Trotz oder gerade wegen der dramatischen Weltlage bringt die Wahl kein klares Ergebnis. Das starke Abschneiden der Rechts- und Linkspopulisten zwingt die Union als bescheidene Gewinnerin zur Koalition mit der Rest-SPD. Das behindert den notwendigen Politikwechsel behindern und wird die Extremisten noch stärker machen.
Markus Söder hat manchmal recht. Bei den Bürgern gebe es eine gewisse Verunsicherung, las er am Wahlabend aus den vorläufigen Ergebnissen. Das ist noch stark untertrieben. Obwohl die Ampelregierung krachend gescheitert war, holten CDU/CSU weniger als 30 Prozent. Offensichtlich trauten die Wähler auch ihnen und ihrem Kanzlerkandidaten Friedrich Merz nicht zu, das Ruder herum zu reißen. Oder sie wollen es gar nicht. Sie möchten, dass alles so bleibt, obwohl völlig klar ist, dass kaum etwas so bleiben wird und kann, wie es war. Was kann und wird Merz als designierter Kanzler aus dem Wahlergebnis machen – in einer Lage, in der das Land und Europa dringend auf eine entscheidungs- und handlungsfähige Bundesregierung angewiesen sind?
Merz will und muss schnell eine Koalition bilden. Das wird jedoch äußerst schwierig werden. An der SPD kommt er dabei nicht vorbei, obwohl sie die krachende Wahlverliererin ist und sie nach ihrem existenzbedrohenden Ergebnis und der völlig verkorksten Kanzlerschaft von Olaf Scholz eigentlich in die Opposition gehörte. Doch eine Alternative hat er nicht, da es für Schwarz-Grün nicht reicht und er eine Zusammenarbeit mt der Partei, die sich nur so nennt, zurecht ausschließt.
Die SPD muss sich nach ihrem historischen Debakel – einem weiteren in einer langen Kette des Niedergangs (auch 2021 war ein historisch schlechtes Egebnis, nur dass die Union da noch etwas schwächer war) – nun erst mal komplett neu sortieren und aufstellen. Wird Klingbeil alllein oder zusammen mit Pistorius und der saarländischen Ministerpräsidentin Rehlinger das Sagen haben? Was bedeutet das inhaltlich? Wird die neue Führung bereit sein, die Einwanderung zu begrenzen, was Merz zur Bedingung gemacht hat, und kräftig in die Aufrüstung zu investieren – auch zu Lasten von Sozialleistungen?

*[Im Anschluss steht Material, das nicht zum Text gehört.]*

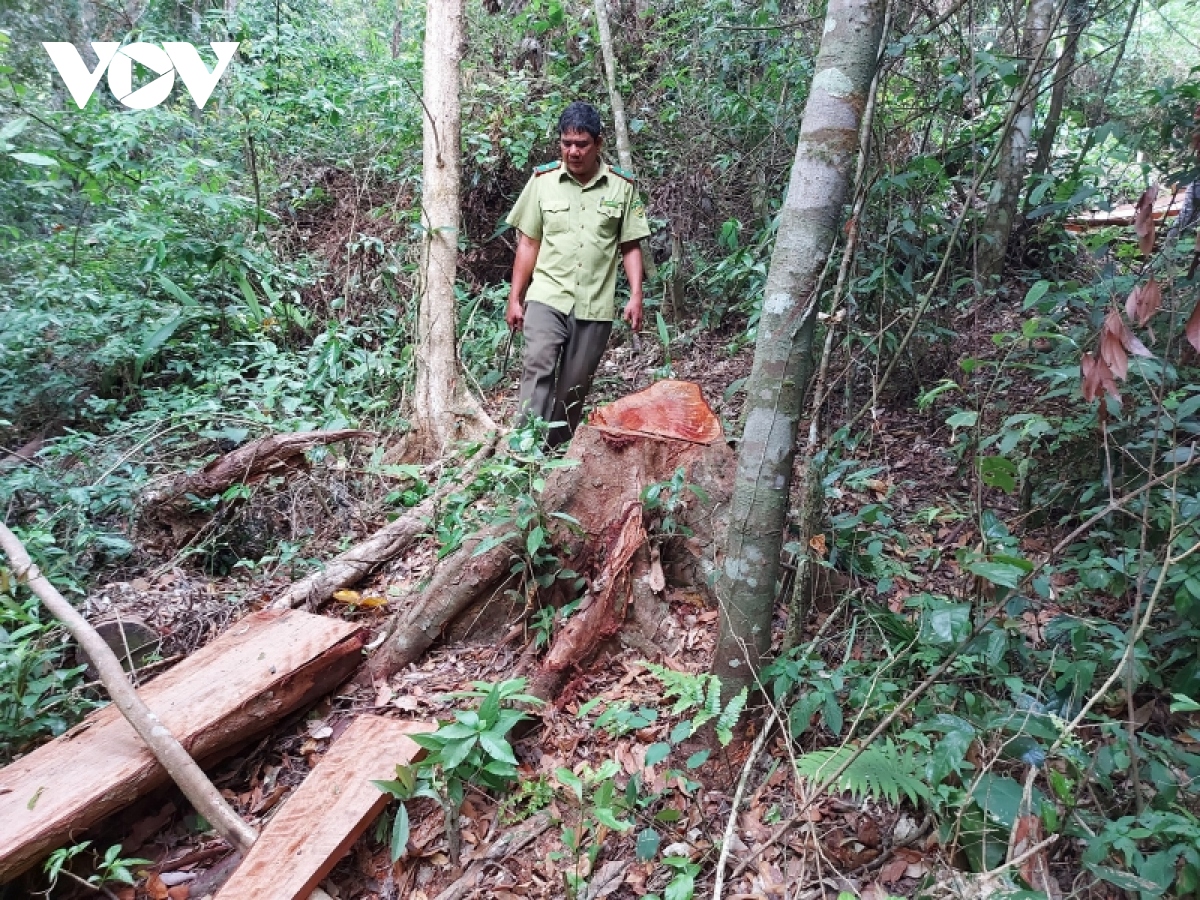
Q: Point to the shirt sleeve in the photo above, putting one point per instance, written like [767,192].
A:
[526,215]
[634,225]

Ähnliche Fragen stellen sich an die Grünen, auch wenn sie zur Regierungsbildung wohl nicht benötigt werden. Zwar haben sie nicht soviel verloren wie die SPD. Mit ihrer Konfrontation gegen Merz und die Union in der Migrationspolitik, ohne aber eine Zusammenarbeit auszuschließen, haben sie Wähler zur Linken und wohl auch zur AfD getrieben. Deshalb werden sie nachdenken müssen, welche Konsequenzen sie aus ihren Fehlern ziehen, und ob sie bereit sind, ihren Kurs zu ändern, auch in der Klimaschutzpolitik.
Keine Zeit zu verlieren
Die dramatische Lage erlaubt allerdings keine monatelangen Selbstfindungsprozesse. Merz, dessen Union ebenfalls deutlich unter den Erwartungen und seinen Ansprüchen blieb, muss die SPD deshalb rasch zu Entscheidungen zwingen. Seine Druckmittel sind indes begrenzt. Da er eine Zusammenarbeit mit der AfD auch nach der Wahl völlig zurecht ausgeschlossen hat und er deswegen auch keine Minderheitsregierung will, die auch nur begrenzt handlungsfähig wäre, hat er kaum eine Wahl.

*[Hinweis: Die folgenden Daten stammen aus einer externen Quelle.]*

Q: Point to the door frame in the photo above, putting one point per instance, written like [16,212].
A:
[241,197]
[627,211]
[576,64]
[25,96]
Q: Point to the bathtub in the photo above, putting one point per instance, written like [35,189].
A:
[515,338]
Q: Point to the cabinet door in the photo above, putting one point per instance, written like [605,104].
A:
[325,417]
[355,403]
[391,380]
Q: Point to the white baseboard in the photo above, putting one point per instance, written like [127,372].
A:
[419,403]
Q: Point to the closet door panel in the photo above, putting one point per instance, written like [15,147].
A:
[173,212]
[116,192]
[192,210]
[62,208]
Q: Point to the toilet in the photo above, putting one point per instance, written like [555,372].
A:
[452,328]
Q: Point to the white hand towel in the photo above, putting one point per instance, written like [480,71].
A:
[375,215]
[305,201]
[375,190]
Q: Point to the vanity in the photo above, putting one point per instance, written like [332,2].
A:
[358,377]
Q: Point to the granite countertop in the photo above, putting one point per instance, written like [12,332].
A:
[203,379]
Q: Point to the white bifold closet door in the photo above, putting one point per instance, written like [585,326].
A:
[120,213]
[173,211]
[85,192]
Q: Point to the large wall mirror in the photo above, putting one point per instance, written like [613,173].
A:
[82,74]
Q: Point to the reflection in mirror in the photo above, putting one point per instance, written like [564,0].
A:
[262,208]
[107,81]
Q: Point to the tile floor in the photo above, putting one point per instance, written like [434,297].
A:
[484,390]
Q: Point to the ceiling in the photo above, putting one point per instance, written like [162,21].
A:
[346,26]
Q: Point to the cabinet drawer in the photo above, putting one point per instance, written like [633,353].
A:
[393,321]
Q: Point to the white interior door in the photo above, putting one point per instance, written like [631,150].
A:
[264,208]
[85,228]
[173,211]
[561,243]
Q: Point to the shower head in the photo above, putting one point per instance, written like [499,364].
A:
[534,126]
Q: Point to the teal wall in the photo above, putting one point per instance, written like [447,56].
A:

Es ist zu hoffen, dass SPD und Grüne erkennen, dass sie mit einer Verweigerungshaltung bei einer dann fälligen weiteren Neuwahl nur AfD, Linke und BSW noch stärker machen würden, sodass Deutschland überhaupt nicht mehr regierungsfähig wäre. Aber selbst wenn sie sich zu Koalitionsgesprächen und Mitregieren bereit erklären, wird es keinen wirklichen Politikwechsel geben. Vielmehr ist zu befürchten, dass sich das Gewürge der vergangenen drei Jahre fortsetzt, zumal ja die CSU auch noch quer schießen wird. Putin, Trump und ihre Fans in Deutschland warten nur darauf, dass sich die Parteien der Mitte im wichtigsten Land Europas weiter zerlegen. Sehr schlechte Aussichten.
Ludwig Greven ist freier Autor. Er hat zahllose Wahlkämpfe begleitet und Wahlergebnisse kommentiert. So ratlos wie die Parteien diesmal war er auch noch nicht.